When you are angry, be patient and don't take action.
You were angry about an incident. You feel like a volcano ready to explode at any moment. Try to calm down before giving any sudden reaction you may regret later. Think of the technique I mentioned above and breathe without identifying yourself with your anger. If you have an intention to express to the person who is making you angry, how it makes you feel, don't do it without calming yourself. After you've calmed down, explain to the person who angered you in a clear, non-accusing way of how and why he made you angry. If the other person insists on not understanding you, do not extend the subject.
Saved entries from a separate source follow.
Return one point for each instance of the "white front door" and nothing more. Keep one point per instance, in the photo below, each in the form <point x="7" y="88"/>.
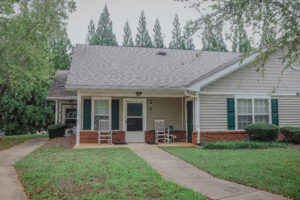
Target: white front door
<point x="134" y="119"/>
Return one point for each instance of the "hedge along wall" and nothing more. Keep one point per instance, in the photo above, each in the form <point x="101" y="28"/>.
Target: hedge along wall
<point x="213" y="136"/>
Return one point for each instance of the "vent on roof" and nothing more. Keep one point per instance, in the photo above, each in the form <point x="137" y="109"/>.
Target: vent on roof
<point x="161" y="53"/>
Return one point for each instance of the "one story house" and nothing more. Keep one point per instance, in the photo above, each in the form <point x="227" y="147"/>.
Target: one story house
<point x="192" y="91"/>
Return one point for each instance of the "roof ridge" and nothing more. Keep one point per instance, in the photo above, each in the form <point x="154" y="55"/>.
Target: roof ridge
<point x="173" y="49"/>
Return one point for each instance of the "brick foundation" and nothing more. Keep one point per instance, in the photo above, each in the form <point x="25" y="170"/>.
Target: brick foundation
<point x="222" y="136"/>
<point x="213" y="136"/>
<point x="150" y="136"/>
<point x="118" y="137"/>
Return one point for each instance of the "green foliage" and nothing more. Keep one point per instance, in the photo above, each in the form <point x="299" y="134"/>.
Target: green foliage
<point x="158" y="40"/>
<point x="61" y="51"/>
<point x="142" y="37"/>
<point x="291" y="134"/>
<point x="127" y="37"/>
<point x="262" y="132"/>
<point x="27" y="62"/>
<point x="112" y="173"/>
<point x="56" y="130"/>
<point x="277" y="22"/>
<point x="275" y="170"/>
<point x="240" y="41"/>
<point x="177" y="41"/>
<point x="212" y="38"/>
<point x="245" y="144"/>
<point x="90" y="37"/>
<point x="187" y="36"/>
<point x="104" y="32"/>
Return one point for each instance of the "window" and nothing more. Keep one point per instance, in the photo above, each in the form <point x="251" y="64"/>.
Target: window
<point x="252" y="110"/>
<point x="101" y="111"/>
<point x="70" y="117"/>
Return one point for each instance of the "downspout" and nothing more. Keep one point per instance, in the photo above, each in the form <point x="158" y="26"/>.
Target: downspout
<point x="197" y="113"/>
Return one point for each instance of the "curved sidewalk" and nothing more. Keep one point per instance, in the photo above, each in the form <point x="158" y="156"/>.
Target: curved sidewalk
<point x="187" y="175"/>
<point x="10" y="186"/>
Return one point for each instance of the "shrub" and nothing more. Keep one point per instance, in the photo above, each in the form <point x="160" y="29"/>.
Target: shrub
<point x="291" y="134"/>
<point x="56" y="130"/>
<point x="262" y="132"/>
<point x="244" y="144"/>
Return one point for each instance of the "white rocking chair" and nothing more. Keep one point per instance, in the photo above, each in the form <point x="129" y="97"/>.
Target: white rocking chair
<point x="104" y="127"/>
<point x="160" y="132"/>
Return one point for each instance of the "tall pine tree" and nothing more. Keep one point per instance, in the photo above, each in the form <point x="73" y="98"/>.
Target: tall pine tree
<point x="177" y="41"/>
<point x="127" y="37"/>
<point x="157" y="37"/>
<point x="240" y="41"/>
<point x="90" y="37"/>
<point x="104" y="33"/>
<point x="212" y="38"/>
<point x="142" y="37"/>
<point x="187" y="36"/>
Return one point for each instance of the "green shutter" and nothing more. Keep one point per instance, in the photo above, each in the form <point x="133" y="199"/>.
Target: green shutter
<point x="274" y="106"/>
<point x="87" y="108"/>
<point x="230" y="114"/>
<point x="115" y="115"/>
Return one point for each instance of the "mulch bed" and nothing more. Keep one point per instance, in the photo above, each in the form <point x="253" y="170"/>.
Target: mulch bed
<point x="66" y="142"/>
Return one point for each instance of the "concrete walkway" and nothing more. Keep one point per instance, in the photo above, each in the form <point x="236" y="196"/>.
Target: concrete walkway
<point x="10" y="186"/>
<point x="187" y="175"/>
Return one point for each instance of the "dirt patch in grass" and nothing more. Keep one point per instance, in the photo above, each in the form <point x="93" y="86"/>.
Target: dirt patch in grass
<point x="66" y="142"/>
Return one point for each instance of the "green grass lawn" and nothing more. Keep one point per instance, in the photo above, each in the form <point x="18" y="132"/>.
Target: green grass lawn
<point x="274" y="170"/>
<point x="244" y="144"/>
<point x="9" y="141"/>
<point x="115" y="173"/>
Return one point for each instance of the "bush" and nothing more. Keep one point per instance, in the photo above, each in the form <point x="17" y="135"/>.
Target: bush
<point x="262" y="132"/>
<point x="56" y="130"/>
<point x="291" y="134"/>
<point x="245" y="144"/>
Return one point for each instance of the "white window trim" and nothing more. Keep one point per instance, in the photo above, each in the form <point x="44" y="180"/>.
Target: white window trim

Remember, some people will not understand us, no matter how calmly and patiently we approach things. Our task is to accept this reality and not allow those people to create even more anger in us.
Don't feed your anger
Observe your movements throughout the day for a week. Do you think you have a lifestyle that nurtures anger? For example, do you watch violent movies? Or are you having conversations with your friends that make you angry when you get together? Do you feel angry reading the malicious comments on social media? If this is the case, why would you think you live in a way that nurtures your anger? Perhaps you are self-sabotaging, and one of the ways you sabotage yourself is by putting yourself in situations that will often make you angry. As I mentioned at the beginning of my article, sometimes anger can be a useful emotion for us to protect ourselves. But if anger has taken over our lives, if we are constantly feeding our anger with our lifestyle, the alarm bells are ringing.
Remember, reading articles on psychology, including my articles, can raise awareness for the reader. However, the main thing is that our awareness leads to positive behavioral changes. If you are a person who often gets angry and you feel that you cannot cope with your anger alone, do not forget to get support from us psychologists and learn how to deal with anger. I wish you days when you manage your anger well.